This is a beautiful book that, through a simple but profound narrative and stunning illustrations, take us on a journey that examines the nature of fear and courage.
The book tells the story of Sandie Callan, who we first meet as a nine year old who is having a recurring nightmare in which she is visited by a snarling black dog. A solution is found to this in the form of her own pet dog, Rabbie, whose presence in her life keeps the bad black dog at bay. Gradually the black dog disappears, Sandie grows up and life moves on. But later, while Sandie is away at university, the black dog returns. It stalks her once more until, one day, she has to come face to face with it and see what she is made of.
I loved this book. The narrative itself is quite simple which leaves plenty of ‘reader space’ to enjoy the incredible imagery of both the text and the illustrations as well as examine the thought-provoking underlying theme of fear and anxiety and how we deal with that. The opening chapter describes the nightmare that Sandie is being visited by; it is written in the second person which makes you feel like you are the one experiencing the nightmare. ‘You are walking down the garden path. You are wearing strange and heavy clothes. Your hands explore them but do not recognise them. It’s very dark but your feet know the way’. Even if you are not someone who has experienced this kind of dream/ nightmare, the chapter so strongly evokes that sense of discomfort and nervous anticipation building to panic that you can’t help but feel it and possibly recognise its equivalent in your own life. The rest of the short story covers Sandie’s life from 9 years old to early adulthood and portrays a sense of both how we change and how we stay the same. Emma Shoard’s incredible illustrations cleverly echo the main events of the text as well drawing out the emotions and themes through her spectacular and subtle use of shapes, shading and colour.

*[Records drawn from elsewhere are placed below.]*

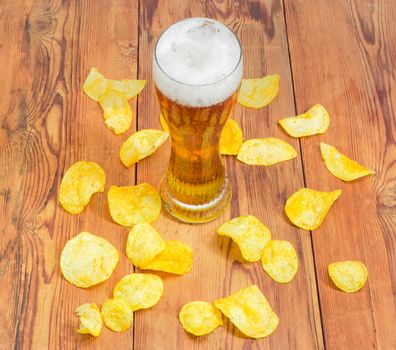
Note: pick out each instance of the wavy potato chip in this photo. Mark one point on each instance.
(96, 85)
(231, 138)
(87, 260)
(280, 261)
(143, 244)
(200, 317)
(314, 121)
(131, 205)
(90, 319)
(79, 183)
(349, 276)
(176, 258)
(164, 124)
(249, 234)
(117, 112)
(139, 290)
(117, 315)
(140, 145)
(250, 312)
(265, 151)
(258, 93)
(308, 208)
(341, 166)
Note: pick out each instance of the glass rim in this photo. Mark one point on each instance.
(198, 85)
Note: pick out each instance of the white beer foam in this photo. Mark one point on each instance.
(198, 62)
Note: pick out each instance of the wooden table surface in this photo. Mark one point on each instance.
(339, 53)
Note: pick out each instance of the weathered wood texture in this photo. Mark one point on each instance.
(344, 56)
(47, 123)
(258, 191)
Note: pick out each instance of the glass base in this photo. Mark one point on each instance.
(196, 213)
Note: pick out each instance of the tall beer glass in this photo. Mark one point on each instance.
(197, 72)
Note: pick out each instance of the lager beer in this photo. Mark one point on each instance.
(197, 73)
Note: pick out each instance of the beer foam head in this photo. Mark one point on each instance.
(198, 62)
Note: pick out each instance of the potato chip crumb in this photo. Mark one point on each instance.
(349, 276)
(308, 208)
(90, 319)
(117, 315)
(200, 317)
(249, 234)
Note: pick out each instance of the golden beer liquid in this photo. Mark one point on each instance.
(195, 187)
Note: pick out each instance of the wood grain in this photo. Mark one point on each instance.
(47, 124)
(345, 58)
(258, 191)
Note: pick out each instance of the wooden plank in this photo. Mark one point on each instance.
(47, 124)
(343, 56)
(258, 191)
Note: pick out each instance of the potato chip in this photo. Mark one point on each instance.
(87, 260)
(265, 151)
(139, 290)
(314, 121)
(164, 123)
(231, 138)
(116, 111)
(308, 208)
(131, 205)
(176, 258)
(249, 234)
(96, 85)
(79, 183)
(280, 261)
(258, 93)
(140, 145)
(349, 276)
(200, 317)
(341, 166)
(117, 315)
(143, 244)
(250, 312)
(90, 319)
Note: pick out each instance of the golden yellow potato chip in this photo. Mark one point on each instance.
(314, 121)
(90, 319)
(139, 290)
(140, 145)
(87, 260)
(79, 183)
(131, 205)
(280, 261)
(200, 317)
(117, 112)
(117, 315)
(249, 311)
(176, 258)
(308, 208)
(143, 244)
(265, 151)
(127, 87)
(258, 93)
(249, 234)
(231, 138)
(349, 276)
(96, 85)
(163, 123)
(341, 166)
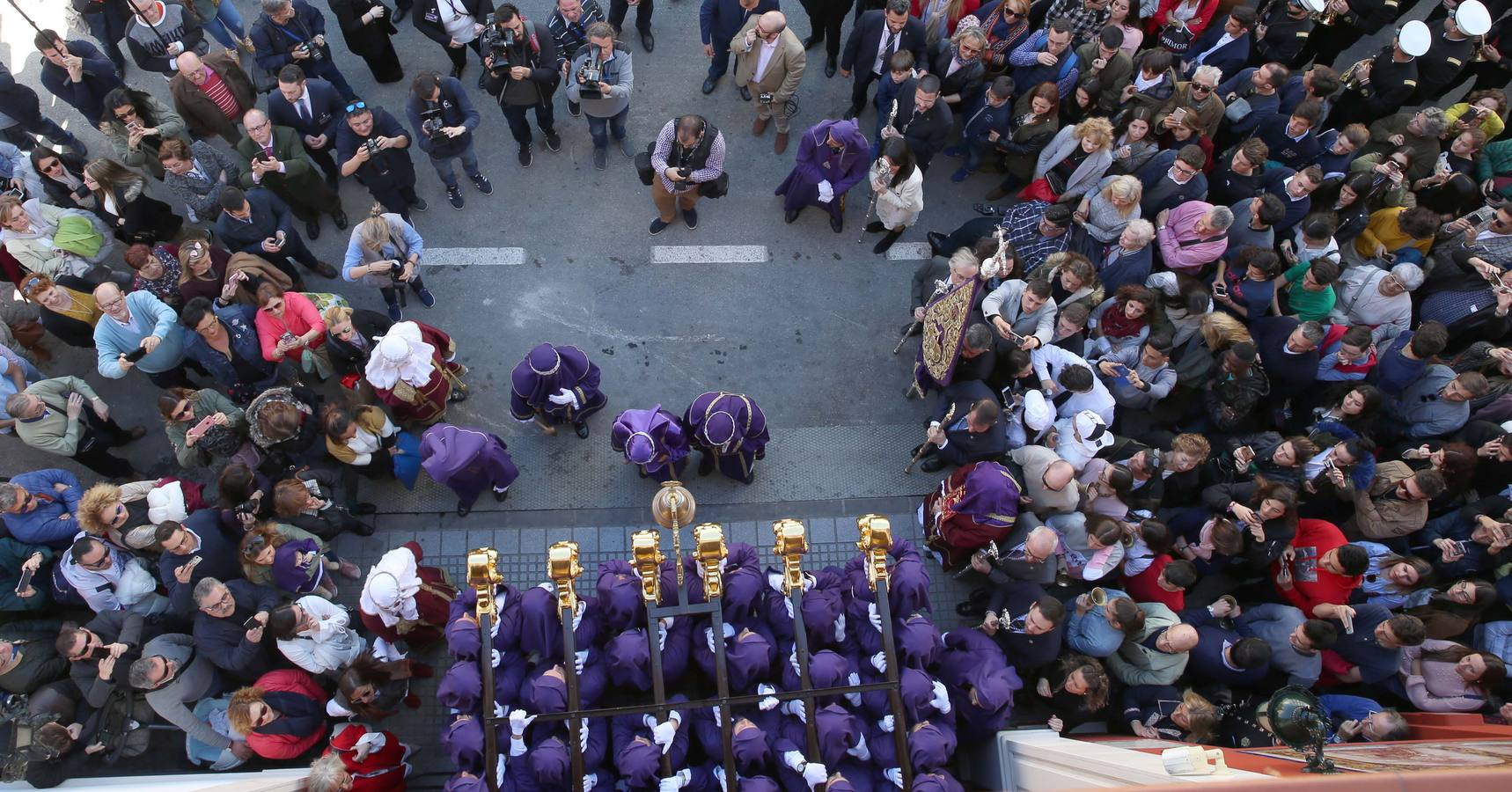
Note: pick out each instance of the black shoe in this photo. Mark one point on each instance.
(938, 242)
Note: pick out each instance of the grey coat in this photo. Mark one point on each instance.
(1086, 174)
(203, 198)
(174, 701)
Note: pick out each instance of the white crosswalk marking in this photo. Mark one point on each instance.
(709, 254)
(473, 256)
(909, 251)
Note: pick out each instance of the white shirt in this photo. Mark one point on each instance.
(764, 58)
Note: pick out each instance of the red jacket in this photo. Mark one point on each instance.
(1313, 585)
(288, 745)
(1196, 25)
(1143, 587)
(383, 770)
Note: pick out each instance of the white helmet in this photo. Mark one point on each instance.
(1414, 38)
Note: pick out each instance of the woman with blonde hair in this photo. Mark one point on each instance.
(385, 251)
(128, 212)
(1072, 164)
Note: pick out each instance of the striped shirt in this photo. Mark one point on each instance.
(219, 92)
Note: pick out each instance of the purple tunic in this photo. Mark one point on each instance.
(730, 427)
(817, 162)
(466, 459)
(545, 372)
(652, 440)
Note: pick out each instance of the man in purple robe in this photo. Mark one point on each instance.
(832, 159)
(555, 385)
(652, 440)
(730, 431)
(469, 461)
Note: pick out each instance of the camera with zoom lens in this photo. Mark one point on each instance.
(498, 41)
(433, 126)
(307, 48)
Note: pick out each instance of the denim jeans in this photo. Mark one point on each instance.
(227, 26)
(599, 128)
(444, 165)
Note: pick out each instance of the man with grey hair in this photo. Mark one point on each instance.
(1288, 348)
(221, 631)
(1200, 94)
(294, 32)
(176, 678)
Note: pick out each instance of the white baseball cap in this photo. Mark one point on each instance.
(1473, 18)
(1415, 38)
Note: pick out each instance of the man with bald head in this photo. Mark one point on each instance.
(212, 92)
(770, 63)
(275, 158)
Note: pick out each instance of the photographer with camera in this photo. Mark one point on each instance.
(294, 32)
(385, 251)
(600, 77)
(686, 164)
(444, 118)
(522, 75)
(375, 149)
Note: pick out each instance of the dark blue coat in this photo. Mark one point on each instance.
(1228, 58)
(327, 111)
(274, 42)
(242, 332)
(269, 216)
(88, 94)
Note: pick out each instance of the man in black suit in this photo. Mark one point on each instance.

This would be a great read for upper junior readers and would be an excellent choice to engage emergent or less enthusiastic readers as well as those more confident. It is a short read that could be read in its entirety fairly quickly, but with a lot to take out from it. The relative simplicity of the narrative and the grammatical structures Mal Peet uses make it an accessible read, yet the book is also packed with moments of powerful tension, rich imagery and sophisticated themes. Peet’s clever use of figurative language and other narrative devices (similes, metaphors, precise vocabulary to create setting and atmosphere, short – sometimes single word, sometimes fractured – sentences) would make for rich exploration. As would the themes touched on through the story: a child being plagued by a recurring nightmare to depression, fear, anxiety, violence, social deprivation. In my opinion, these are all presented in the narrative in a way that makes it suitable for a Year 5 and 6 class; however, this is definitely a book that should be read in advance by the teacher and carefully considered in terms of how it might need handling and discussing with individual children as there are some big themes. Personally, I loved this book and think it could make an excellent class text.